Project Overview: This is a deep learning project built purely from scratch without the shortcut of pre-trained models. The author manually implemented a 4-layer feedforward neural network under the PyTorch framework, achieving 98.16% test accuracy on MNIST. It is a highly valuable engineering practice for teaching, demonstrating the collaborative work of core components in modern deep learning.

## Network Architecture and Training Process

**Network Architecture**: 4-layer feedforward neural network
- Input layer: 784 neurons, flattening 28×28 grayscale images
- Hidden layer 1: 512 neurons, Linear(784→512)→BatchNorm→ReLU→Dropout(0.3)
- Hidden layer 2: 256 neurons, Linear(512→256)→BatchNorm→ReLU→Dropout(0.2)
- Hidden layer 3: 128 neurons, Linear(256→128)→BatchNorm→ReLU
- Output layer: 10 neurons, Linear(128→10)→Softmax

**Training Process**: Adam optimizer was used. A drop in validation accuracy at the 6th epoch triggered the ReduceLROnPlateau learning rate scheduler, and the best validation accuracy of 98.24% was achieved at the 10th epoch.

## Performance Metrics and Digit-wise Analysis

**Performance Metrics**
| Metric | Value | Status |
|-----|------|------|
| Test Accuracy | 98.16% | ✅ Exceeds 98% target |
| Test Loss | 0.0654 | ✅ |
| Best Validation Accuracy | 98.24% | ✅ |
| Training-Validation Gap | 0.08% | ✅ Near-zero overfitting |
| Total Parameters | 568,970 | ✅ |
| Training Device | CPU only | ✅ No GPU required |

**Digit-wise Accuracy**
| Digit | Accuracy | Visual Difficulty | Most Confused |
|-----|-------|---------|---------|
| 1 | 99.21% | 🟢 Easy | — |
| 9 | 96.93% | 🔴 Hardest | 3,4 |
Digit 9 is the hardest because its visual appearance is similar to 3 and 4, and the confusion pattern aligns with human cognition.

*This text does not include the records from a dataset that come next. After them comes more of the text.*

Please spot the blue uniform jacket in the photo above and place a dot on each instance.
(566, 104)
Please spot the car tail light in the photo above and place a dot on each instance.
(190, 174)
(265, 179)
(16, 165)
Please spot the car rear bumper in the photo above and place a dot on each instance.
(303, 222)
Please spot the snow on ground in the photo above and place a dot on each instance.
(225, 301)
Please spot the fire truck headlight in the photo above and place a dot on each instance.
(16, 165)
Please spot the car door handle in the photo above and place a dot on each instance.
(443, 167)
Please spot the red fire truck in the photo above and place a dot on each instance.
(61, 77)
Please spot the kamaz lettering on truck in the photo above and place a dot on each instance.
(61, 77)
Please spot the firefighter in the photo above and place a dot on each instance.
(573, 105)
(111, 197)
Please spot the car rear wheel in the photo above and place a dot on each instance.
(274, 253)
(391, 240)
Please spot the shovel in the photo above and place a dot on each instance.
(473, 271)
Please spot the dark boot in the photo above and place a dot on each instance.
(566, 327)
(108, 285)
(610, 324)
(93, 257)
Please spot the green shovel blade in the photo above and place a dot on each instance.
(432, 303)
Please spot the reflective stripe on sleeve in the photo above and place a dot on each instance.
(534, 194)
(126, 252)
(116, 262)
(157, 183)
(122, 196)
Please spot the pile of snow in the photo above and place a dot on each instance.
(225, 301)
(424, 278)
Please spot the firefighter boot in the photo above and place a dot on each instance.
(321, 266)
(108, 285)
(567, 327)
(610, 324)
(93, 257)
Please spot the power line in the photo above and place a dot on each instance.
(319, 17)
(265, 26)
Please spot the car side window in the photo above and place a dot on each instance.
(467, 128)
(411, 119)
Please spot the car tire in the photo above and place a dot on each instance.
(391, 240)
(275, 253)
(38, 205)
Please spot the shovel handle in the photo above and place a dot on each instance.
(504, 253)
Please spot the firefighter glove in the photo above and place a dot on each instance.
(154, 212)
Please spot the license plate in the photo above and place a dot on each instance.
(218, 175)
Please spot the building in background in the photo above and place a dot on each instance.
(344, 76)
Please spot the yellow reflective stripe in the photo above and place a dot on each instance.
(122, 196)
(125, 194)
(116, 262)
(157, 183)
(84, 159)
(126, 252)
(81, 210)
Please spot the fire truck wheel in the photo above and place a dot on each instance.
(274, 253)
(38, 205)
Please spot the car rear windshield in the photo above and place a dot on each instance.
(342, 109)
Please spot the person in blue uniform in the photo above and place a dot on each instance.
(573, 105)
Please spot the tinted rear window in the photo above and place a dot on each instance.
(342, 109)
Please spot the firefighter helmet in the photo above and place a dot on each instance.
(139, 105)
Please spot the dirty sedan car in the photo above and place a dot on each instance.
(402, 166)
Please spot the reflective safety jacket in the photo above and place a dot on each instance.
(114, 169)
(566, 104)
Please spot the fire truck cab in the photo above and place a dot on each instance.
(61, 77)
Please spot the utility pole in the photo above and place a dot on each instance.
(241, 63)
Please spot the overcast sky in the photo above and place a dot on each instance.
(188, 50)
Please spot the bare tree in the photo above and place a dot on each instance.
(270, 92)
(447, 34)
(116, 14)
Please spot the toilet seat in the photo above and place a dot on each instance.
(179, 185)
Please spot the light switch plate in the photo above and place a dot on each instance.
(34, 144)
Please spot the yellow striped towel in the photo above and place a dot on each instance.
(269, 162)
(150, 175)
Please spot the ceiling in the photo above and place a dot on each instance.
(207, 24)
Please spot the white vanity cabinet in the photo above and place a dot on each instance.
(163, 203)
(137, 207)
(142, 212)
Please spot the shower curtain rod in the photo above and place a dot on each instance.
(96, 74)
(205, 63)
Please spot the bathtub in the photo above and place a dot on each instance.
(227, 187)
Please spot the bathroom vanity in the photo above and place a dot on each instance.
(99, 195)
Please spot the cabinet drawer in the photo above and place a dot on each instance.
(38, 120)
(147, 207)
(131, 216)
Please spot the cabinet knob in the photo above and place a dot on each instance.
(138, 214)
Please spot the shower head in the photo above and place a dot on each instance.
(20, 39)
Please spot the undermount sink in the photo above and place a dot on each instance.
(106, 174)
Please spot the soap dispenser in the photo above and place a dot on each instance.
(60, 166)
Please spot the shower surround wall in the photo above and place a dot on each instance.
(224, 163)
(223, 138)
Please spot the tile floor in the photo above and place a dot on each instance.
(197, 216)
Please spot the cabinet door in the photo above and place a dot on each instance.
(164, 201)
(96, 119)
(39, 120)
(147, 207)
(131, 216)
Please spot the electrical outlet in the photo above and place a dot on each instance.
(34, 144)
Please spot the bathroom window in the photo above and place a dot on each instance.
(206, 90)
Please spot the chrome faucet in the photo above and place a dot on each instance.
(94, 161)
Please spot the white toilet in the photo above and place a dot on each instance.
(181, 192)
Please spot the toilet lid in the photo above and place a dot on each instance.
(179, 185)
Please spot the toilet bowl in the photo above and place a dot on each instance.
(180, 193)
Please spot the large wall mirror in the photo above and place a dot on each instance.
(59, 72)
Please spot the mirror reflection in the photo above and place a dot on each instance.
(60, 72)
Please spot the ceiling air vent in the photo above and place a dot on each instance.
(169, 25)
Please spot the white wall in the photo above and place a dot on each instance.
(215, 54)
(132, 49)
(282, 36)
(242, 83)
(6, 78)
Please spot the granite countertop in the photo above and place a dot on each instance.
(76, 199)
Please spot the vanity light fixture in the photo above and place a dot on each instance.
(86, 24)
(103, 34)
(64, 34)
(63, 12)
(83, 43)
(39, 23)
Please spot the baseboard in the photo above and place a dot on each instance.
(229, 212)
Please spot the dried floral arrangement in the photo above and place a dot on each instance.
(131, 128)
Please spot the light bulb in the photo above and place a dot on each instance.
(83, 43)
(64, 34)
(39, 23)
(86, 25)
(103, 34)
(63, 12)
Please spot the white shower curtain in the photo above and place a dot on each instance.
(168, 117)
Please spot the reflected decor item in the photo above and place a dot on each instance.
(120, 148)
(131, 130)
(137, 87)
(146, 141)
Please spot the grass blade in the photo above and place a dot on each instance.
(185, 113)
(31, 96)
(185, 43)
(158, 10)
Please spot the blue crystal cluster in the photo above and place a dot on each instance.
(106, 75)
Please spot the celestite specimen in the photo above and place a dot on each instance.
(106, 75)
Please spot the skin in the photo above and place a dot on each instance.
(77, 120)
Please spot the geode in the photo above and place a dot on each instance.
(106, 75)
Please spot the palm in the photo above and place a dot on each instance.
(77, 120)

## Core Concepts and Technical Highlights

**Core Concepts Demonstrated**: Universal approximator of neural networks, linear algebra-based forward propagation, backpropagation and automatic differentiation, gradient descent optimization, cross-entropy loss, regularization (Dropout/BatchNorm/Weight Decay)

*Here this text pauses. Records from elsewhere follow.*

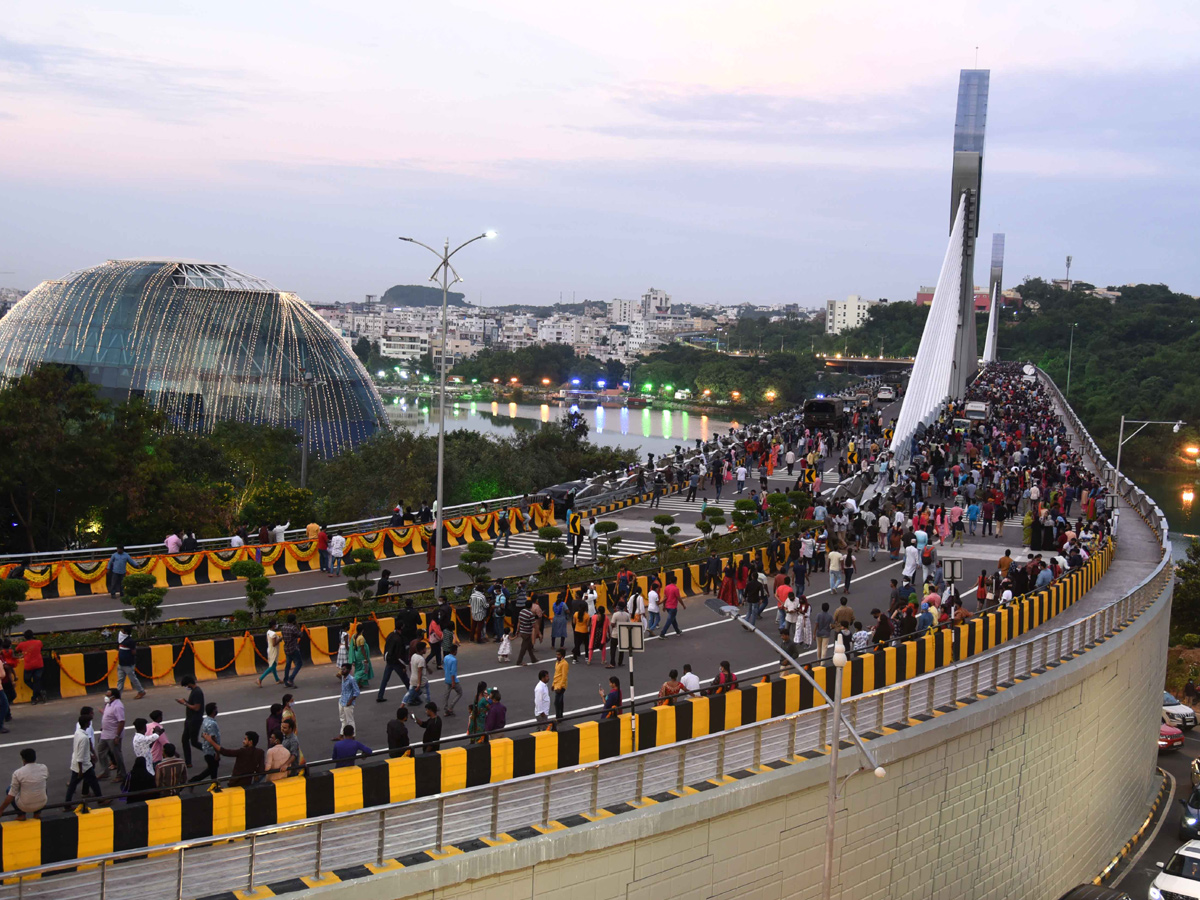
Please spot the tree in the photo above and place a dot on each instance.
(553, 550)
(358, 571)
(60, 457)
(606, 527)
(745, 513)
(665, 532)
(714, 516)
(473, 562)
(258, 586)
(1186, 601)
(144, 599)
(12, 592)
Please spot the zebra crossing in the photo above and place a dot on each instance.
(525, 543)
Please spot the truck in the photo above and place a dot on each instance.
(977, 411)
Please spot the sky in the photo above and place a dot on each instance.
(725, 153)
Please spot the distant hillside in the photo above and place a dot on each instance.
(420, 295)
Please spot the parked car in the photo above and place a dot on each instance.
(1169, 737)
(1177, 714)
(1095, 892)
(1189, 820)
(1180, 876)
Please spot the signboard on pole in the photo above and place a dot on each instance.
(952, 569)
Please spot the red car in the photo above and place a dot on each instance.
(1169, 738)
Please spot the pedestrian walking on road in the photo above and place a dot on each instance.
(349, 694)
(671, 601)
(525, 630)
(541, 699)
(118, 565)
(273, 654)
(559, 625)
(418, 676)
(210, 736)
(30, 651)
(478, 713)
(112, 727)
(395, 652)
(397, 735)
(83, 762)
(27, 792)
(291, 637)
(336, 553)
(450, 676)
(562, 671)
(126, 660)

**Technical Highlights**: Pure CPU training (lowers entry barrier), complete visualization (architecture diagram/training curve/confusion matrix), detailed experiment records, modular code structure.

## Learning Value and Conclusion

**Learning Value**: Beginners can understand the working principles of neural networks, changes in the training process, and the impact of regularization; experienced developers can learn to build complete reproducible experiments (documentation/code/performance analysis)

**Conclusion**: Building a neural network from scratch may seem 'outdated', but it allows for an in-depth understanding of basic principles. The 98.16% accuracy proves that classic feedforward networks, when paired with correct training techniques, still perform excellently on simple tasks.